Being fully determined is then what defines an individual thing, according to Wolff. In addition, being fully determined is also a necessary characteristic of all actual things, and indeed, one rarely sees e.g. otherwise featureless birds flying around. In effect, Wolff is here showing his nominalist leanings. Then again, Wolff clearly is not committed to the idea that full determination would define actuality, as some of his successors were to do. This leaves open the possibility of merely possible individuals that are not actualised (say, a person just like me, except with red hair).
Now, Wolff notes that one need not list all the predicates of an individual to define him. Just think of a triangle with all angles equal – we do not need to tell anymore that its sides are also equal, because this follows from the equality of its angles. Clearly then we could have a minimal set of predicates defining an individual entity – indeed, we could probably have many of them or it wouldn't be a unique set or list (for instance, in case of the triangle, the implication goes both ways, so we could as well begin with the equality of the sides).

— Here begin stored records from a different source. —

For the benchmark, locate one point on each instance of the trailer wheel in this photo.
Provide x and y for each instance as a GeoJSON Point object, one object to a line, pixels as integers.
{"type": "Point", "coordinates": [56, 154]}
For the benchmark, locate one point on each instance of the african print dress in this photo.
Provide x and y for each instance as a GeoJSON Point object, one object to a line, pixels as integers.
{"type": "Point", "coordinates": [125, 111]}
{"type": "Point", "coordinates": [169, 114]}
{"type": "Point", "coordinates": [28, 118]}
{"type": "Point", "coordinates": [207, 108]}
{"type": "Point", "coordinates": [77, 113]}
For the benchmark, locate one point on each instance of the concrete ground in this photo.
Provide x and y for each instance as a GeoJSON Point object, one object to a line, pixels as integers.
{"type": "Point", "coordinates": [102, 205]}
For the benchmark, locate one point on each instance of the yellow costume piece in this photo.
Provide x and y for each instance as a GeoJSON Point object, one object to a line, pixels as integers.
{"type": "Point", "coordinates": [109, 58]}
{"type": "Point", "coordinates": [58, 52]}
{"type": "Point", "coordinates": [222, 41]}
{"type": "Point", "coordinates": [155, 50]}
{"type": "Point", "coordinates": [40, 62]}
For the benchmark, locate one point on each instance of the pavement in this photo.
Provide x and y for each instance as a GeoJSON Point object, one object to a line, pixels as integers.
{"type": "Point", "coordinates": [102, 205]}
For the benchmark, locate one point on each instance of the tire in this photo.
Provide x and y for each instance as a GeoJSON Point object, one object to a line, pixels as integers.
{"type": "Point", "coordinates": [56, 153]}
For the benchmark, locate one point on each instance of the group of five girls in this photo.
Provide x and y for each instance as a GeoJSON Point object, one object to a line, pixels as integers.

Such a minimal list would then define what could be called an individual essence, but which Wolff prefers to call by the medieval name haecceitas.
Just as we can distinguish those questionnaires that are fully completed, we can also talk about incomplete questionnaires or lists of predicates that can still be consistently augmented by truly new predicates. If a complete determination defined individuals, incomplete determination then defines genera and species. Wolff apparently doesn't use the modern idea of genera and species as sets of individuals or extensions of certain concepts. Instead, Wolffian genera might be called ”incomplete individuals”: we add some determinations to our would-be individual, but leave it otherwise hazy and vague. Of course, such a vague entity cannot really exist, just like there's no generic triangle, but it might be actualised in various individuals that have the exact properties this vague object is supposed to have. We might say the generic entities are fictional, but they are useful for bringing out the various groupings of individuals. Such a vague entity then has some essence, just like individual had its haecceitas: essence is similarly a minimal list of predicates for such a generic entity.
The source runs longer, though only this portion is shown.